In Spanish, you can use "tu" or "usted", depending on the context, and this determines the formality-informality tone of the sentence.

So, if you consider these two sentences of a document:

Lara, te has lavado las manos? (TU)

Lara usted se lavò las manos? (USTED)

They are BOTH correct, but if you consider the whole document, there is a linguistic inconsistency.

I am studying NLP basic in my spare time, and I am figuring out how to create a tool to perform a linguistic consistency analysis on a set of sentences.

I am looking in particular at Standford CoreNLP (I prefer Java to Python). I guess that I need some linguistic tools to perform verb analysis first of all. And naturally, the tool would be able to work with different languages (EN, IT, ES, FR, PT).

Anyone can help me to figure out how to start this?

Any help would be appreciated,

thanks in advance!


Solution

  • Im not sure about Stanford CoreNLP, but if you're considering this an option, you could make your own tagger and use modifiers at pos tagging. Then, use this as a translation feature.

    In other words, instead of just tagging a word to be a verb, you could tag it "a verb in the infinitive second person".

    There are already good pre-tagged corpora out there for spanish that can help you do exactly that. For example, if you look at Universal Dependencies Ankora Corpus, you can find that there are annotations referring to the Person of a verb.

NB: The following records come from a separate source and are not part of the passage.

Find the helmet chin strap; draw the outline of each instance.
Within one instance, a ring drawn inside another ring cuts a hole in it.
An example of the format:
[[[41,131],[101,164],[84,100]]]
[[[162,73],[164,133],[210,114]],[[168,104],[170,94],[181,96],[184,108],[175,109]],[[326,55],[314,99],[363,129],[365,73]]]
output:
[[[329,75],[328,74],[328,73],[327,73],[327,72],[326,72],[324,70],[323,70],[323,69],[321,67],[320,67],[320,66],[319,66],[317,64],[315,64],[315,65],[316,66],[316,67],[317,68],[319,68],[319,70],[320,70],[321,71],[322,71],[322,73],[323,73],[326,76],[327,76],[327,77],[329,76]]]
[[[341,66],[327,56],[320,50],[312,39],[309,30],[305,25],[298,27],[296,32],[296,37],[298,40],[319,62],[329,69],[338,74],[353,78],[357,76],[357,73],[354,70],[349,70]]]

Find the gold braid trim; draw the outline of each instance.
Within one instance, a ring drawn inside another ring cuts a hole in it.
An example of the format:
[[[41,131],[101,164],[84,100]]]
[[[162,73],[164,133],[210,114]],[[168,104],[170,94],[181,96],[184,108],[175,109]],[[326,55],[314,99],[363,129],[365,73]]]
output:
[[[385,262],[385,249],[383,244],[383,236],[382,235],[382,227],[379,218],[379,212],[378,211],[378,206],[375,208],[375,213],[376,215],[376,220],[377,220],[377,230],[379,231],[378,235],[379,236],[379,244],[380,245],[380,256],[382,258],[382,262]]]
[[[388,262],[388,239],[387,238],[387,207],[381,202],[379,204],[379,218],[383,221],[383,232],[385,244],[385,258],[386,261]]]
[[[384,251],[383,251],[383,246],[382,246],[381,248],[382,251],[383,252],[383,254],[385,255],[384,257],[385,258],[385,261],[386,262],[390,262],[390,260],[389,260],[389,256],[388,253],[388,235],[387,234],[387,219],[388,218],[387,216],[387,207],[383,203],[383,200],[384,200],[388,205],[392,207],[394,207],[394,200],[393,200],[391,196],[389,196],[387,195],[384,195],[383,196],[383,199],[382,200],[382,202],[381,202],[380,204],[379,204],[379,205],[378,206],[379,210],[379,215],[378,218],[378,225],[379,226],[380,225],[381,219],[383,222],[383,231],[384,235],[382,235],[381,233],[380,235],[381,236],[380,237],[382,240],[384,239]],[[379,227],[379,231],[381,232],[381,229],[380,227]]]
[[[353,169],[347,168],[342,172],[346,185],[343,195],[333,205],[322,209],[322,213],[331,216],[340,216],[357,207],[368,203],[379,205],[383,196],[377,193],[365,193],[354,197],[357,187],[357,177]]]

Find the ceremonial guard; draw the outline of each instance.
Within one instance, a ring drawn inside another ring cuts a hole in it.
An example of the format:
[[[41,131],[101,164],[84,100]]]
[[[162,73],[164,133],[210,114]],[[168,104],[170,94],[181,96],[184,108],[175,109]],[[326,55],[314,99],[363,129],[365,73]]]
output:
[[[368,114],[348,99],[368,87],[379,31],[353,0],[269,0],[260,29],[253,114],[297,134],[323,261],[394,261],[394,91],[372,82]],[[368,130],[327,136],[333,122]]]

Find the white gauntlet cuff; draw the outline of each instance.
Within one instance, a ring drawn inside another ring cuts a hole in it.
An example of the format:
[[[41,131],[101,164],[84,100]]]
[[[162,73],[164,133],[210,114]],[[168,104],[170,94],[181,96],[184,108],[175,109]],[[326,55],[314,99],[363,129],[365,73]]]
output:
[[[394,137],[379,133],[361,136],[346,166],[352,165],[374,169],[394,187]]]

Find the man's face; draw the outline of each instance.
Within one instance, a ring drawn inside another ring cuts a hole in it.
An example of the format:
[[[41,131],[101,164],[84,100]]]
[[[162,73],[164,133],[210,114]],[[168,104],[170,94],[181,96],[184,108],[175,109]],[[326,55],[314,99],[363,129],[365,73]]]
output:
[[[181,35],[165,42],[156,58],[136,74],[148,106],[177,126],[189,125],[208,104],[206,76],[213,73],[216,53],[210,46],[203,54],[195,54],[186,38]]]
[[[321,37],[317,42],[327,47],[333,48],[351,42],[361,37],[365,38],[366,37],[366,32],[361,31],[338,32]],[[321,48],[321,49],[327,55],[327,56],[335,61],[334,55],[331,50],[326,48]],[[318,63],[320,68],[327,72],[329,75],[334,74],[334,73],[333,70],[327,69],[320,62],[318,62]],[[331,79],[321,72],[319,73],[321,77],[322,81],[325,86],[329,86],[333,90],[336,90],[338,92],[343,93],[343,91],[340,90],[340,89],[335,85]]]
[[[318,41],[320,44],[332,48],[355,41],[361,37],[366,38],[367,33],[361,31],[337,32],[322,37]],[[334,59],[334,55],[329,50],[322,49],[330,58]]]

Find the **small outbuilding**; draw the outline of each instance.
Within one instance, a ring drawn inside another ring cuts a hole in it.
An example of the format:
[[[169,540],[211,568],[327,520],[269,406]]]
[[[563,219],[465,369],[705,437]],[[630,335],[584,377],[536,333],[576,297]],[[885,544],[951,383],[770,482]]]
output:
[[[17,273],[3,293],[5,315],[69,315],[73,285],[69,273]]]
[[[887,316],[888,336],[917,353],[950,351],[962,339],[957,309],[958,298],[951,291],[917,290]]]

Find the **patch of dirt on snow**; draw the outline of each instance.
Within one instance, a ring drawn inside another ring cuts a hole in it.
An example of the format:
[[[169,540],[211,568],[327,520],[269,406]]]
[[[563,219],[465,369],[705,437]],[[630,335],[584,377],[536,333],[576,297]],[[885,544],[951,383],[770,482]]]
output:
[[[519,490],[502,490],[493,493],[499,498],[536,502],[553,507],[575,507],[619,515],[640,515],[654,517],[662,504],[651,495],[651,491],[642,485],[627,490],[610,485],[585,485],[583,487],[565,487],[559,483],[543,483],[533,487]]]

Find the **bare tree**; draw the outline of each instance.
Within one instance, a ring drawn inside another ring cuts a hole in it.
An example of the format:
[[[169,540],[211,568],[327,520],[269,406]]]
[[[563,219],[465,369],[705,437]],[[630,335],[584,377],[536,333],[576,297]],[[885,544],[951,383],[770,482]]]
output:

    With a little tweaking, you could make a compose PoS that takes in "Verb-1st-Person" or something like that and train a Tagger.

    I've made an article about how to do it in Python, but I bet that you can do it in Java using Weka. You can read the article here.

    After this, I guess that the next step is that you ensure to match the person of one "translation unit" to the other, or make something in a pipeline fashion.